What I’d do differently

The most useful change to my K-Means setup would be to drop likes and engagement_rate from the clustering input entirely. Because those two features dominate the Euclidean distance calculation, the resulting clusters end up being a compressed restatement of “likes × engagement_rate” — which is exactly the signal the Random Forest already has from those features as predictors. The cluster_id ends up partly redundant with what the supervised model can already see.

Re-running K-Means on only the non-dominant features (comments, shares, sentiment_score, hashtag_count) would force the unsupervised pass to find structure that isn’t already captured by likes and engagement rate. The resulting cluster_id would be genuinely additive to the Random Forest — encoding novel information about secondary engagement patterns — rather than restating headline metrics the supervised model already trains on directly.

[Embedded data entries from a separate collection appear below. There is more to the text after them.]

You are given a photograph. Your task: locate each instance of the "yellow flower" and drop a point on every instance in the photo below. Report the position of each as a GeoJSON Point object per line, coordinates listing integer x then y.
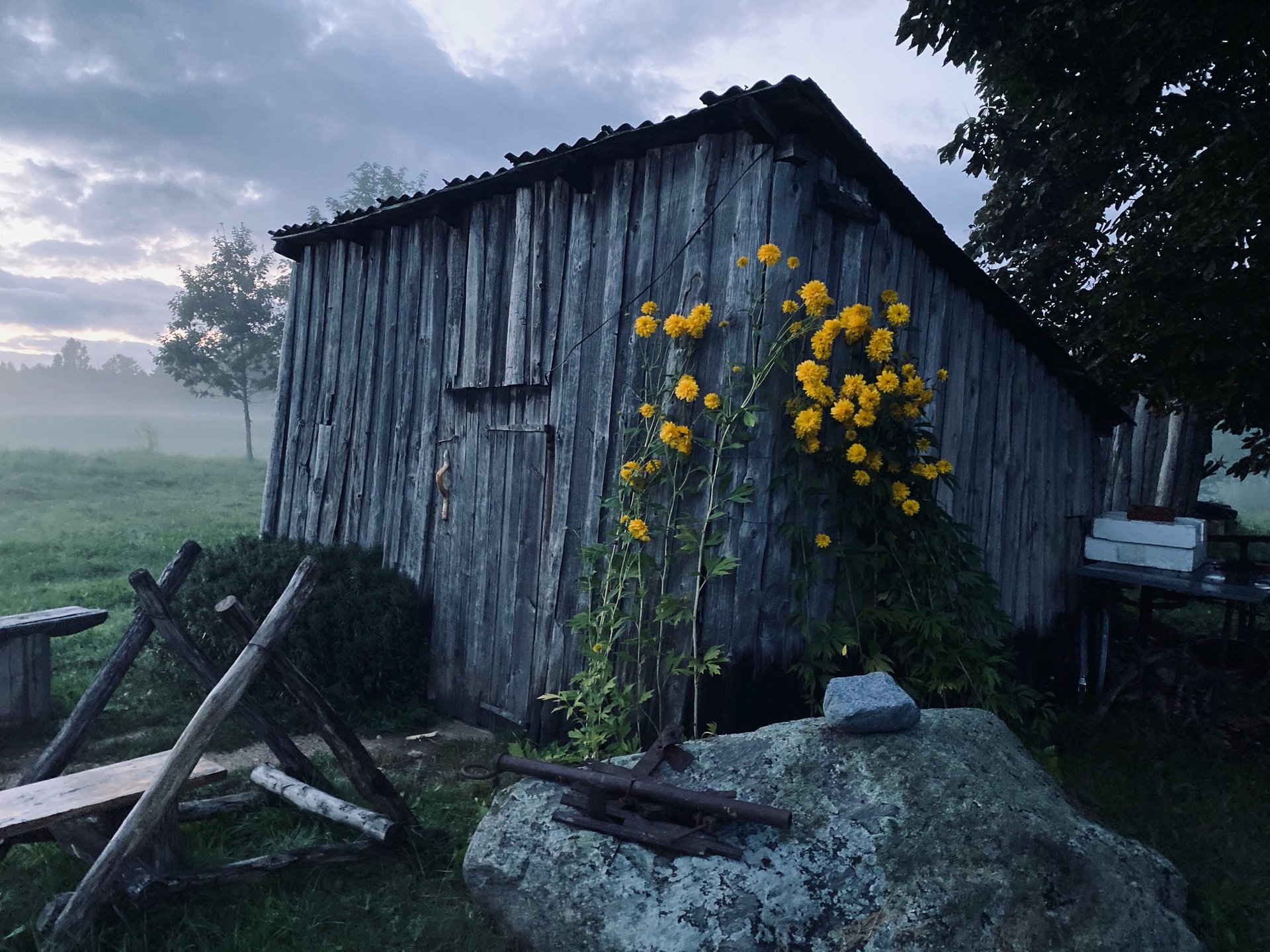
{"type": "Point", "coordinates": [808, 422]}
{"type": "Point", "coordinates": [769, 254]}
{"type": "Point", "coordinates": [646, 327]}
{"type": "Point", "coordinates": [880, 346]}
{"type": "Point", "coordinates": [822, 342]}
{"type": "Point", "coordinates": [816, 298]}
{"type": "Point", "coordinates": [698, 320]}
{"type": "Point", "coordinates": [676, 437]}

Same archetypes, earned independently of the dominant predictors instead of leaning on them.

What I learned

Evan’s neural network hit 98.7% accuracy on this dataset, and our first instinct was to celebrate; our second was to worry. The data was synthetic, and high accuracy on synthetic data is often a sign of overfitting to artifacts that won’t exist in the real world. The lesson that stuck with me: a number is only as trustworthy as the data behind it, and getting comfortable being suspicious of your own results — especially when they’re flattering — is a skill worth practicing.

Stack

R, kmeans (Lloyd / Hartigan-Wong), randomForest, party::cforest (for unbiased conditional variable importance), caret. Visualizations in base R.